So a few weeks ago I made a belated new year’s resolution: I was going to stop regretting the mistakes I’ve made over the years. And not for the reason you think. I resolved to do this because my embarrassment and regret over my mistakes has holding back my writing.
For instance, I’ve been working on a story about two kids during the Warsaw Uprising in 1944. Basically its a coming of age story, two young teenagers trying to sort out confusing new emotions and feelings while at the same time trying to survive one of the worst atrocities (aside from the Holocaust itself, of course) of World War II. So what does this have to do with my own mistakes? Well in keeping with the old writing mantra of “write what you kn0w” I’m drawing on my own experiences in order to write the about relationship between the two. Obviously I wasn’t in Warsaw in 1944, but I was a thirteen year old boy with hormones frying my brain just as effectively as streamlining heroin and completely infatuated with a girl I knew.

So that’s great right? I mean if I can draw on real life events to make my story more believable, so much the better!
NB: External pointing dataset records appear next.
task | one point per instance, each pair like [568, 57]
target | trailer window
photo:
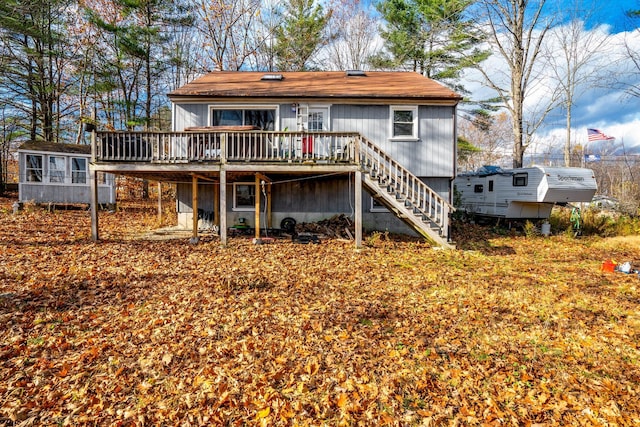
[520, 179]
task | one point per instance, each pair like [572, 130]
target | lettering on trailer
[570, 178]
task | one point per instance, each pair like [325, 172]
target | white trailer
[523, 193]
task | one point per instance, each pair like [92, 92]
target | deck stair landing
[405, 195]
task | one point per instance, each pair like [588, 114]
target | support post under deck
[358, 203]
[223, 207]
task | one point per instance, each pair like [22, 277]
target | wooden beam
[358, 203]
[194, 203]
[268, 182]
[223, 207]
[269, 219]
[257, 198]
[93, 177]
[159, 203]
[216, 205]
Well this is where my misplaced shame and embarrassment come in.
You see, things didn’t exactly go well with that girl.It actually started out fine, trading emails and we even hung out a few times, but over time things got worse. I started proclaiming my undying love for her in emails, calling her excessively, and generally acting like a complete maniac. Understandably she politely told me to stop contacting her. I…uh…didn’t react well to that, and decided that I just needed to profess my undying love some more, because clearly she wasn’t getting the message. Eventually it got so ugly that her parents had to move in as a screening force before it finally ended. One of the most embarrassing events in my life.
In my defense not only was I being savaged by an angry army of hormones, but I was also suffering from depression that was only getting worse.
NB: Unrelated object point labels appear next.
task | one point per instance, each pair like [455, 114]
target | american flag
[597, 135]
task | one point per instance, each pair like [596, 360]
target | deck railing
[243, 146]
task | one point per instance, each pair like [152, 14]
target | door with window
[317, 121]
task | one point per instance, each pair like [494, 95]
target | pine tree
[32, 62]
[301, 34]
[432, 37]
So what does any of this have to do with my writing?
Well, dragging this back on point to the young boy in Warsaw, while the circumstances are drastically different, the emotional and mental aspects of their relationship aren’t all that dissimilar from my own experience. The problem being that I started feeling so embarrassed about that incident, that I did everything in my power to make sure that boy in the story didn’t have to go through the same thing. So in the first draft that I completed, everything went so well that the two were practically married by the time the story was finished, and the whole city burning down around them was just a minor inconvenience for them. When I set the story aside and read it again a few weeks later, I found myself bored reading my own damn story. It had no teeth, it never felt like the kids were in any real danger despite the Nazi’s burning the city block by block, and worst of all, their relationship didn’t feel real. Without the heartache, without having problems for them to overcome, and without the danger of death lurking around every corner, the whole story was flat, and uninteresting. Like I wrote to Hali two weeks ago, the setbacks and failures in life define who we are just as much as our successes. That first draft descended into cybernetic oblivion.
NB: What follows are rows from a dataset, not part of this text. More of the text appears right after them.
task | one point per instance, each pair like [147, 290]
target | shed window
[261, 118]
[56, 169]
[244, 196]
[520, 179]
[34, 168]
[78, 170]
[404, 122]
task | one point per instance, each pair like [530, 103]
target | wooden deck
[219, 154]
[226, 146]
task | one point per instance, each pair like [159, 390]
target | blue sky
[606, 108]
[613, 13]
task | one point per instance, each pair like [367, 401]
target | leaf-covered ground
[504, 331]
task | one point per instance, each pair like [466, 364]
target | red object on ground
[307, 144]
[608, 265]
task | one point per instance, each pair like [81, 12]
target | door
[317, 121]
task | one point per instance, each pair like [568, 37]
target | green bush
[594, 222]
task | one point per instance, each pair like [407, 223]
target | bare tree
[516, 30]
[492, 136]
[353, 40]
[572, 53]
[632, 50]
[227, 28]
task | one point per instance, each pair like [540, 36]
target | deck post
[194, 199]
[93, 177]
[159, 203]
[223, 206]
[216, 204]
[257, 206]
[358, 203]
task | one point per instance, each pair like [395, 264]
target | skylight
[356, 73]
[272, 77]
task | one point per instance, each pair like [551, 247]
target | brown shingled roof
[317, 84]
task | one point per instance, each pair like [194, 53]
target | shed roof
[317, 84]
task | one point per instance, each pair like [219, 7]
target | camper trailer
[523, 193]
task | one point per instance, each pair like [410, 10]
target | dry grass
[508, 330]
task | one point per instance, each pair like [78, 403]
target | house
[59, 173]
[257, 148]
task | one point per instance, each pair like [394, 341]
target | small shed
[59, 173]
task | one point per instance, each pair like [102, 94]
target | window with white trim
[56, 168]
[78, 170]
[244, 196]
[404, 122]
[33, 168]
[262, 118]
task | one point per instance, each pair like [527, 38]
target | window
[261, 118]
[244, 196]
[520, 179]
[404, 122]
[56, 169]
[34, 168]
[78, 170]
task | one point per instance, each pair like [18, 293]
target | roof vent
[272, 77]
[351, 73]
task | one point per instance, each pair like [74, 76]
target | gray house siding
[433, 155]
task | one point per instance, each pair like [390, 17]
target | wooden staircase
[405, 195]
Now a small part of the problem stems from my actually liking my characters and wanting them to do well (which I’ll be talking about more in detail next week), but the bigger problem is that as much as I tell myself that everyone makes stupid mistakes, I feel like if the main character of my story makes the same mistakes I did then the reader is going to lose all sympathy for him. Yet people still love the story of Romeo and Juliette despite the fact they act even stupider than I did (I mean holy crap, couldn’t you have just eloped!? What’s with all the poisons and daggers!)
I was young and stupid, like most thirteen year-old boys, and truthfully nothing I did was really all that bad. I didn’t go on a school shooting, or hang myself, or stalk her through the streets in a white windowless van. It was just a case of puppy love that ended badly. I should give myself a break, right?
Absolutely I should, and now I’m going to have to force myself to do it. Half the trouble in writing my book It’s Always a Sunny Day is the fact that most of the time I’m struggling to keep from censoring myself, trying to filter out all the stupid things I did and making myself look like a teen prodigy rather than the barely functional neurotic teenager I really was. Once I can get past my mistakes, and look at them as a learning experience rather than as black marks in that big report card in the sky, my writing and I will be better for it.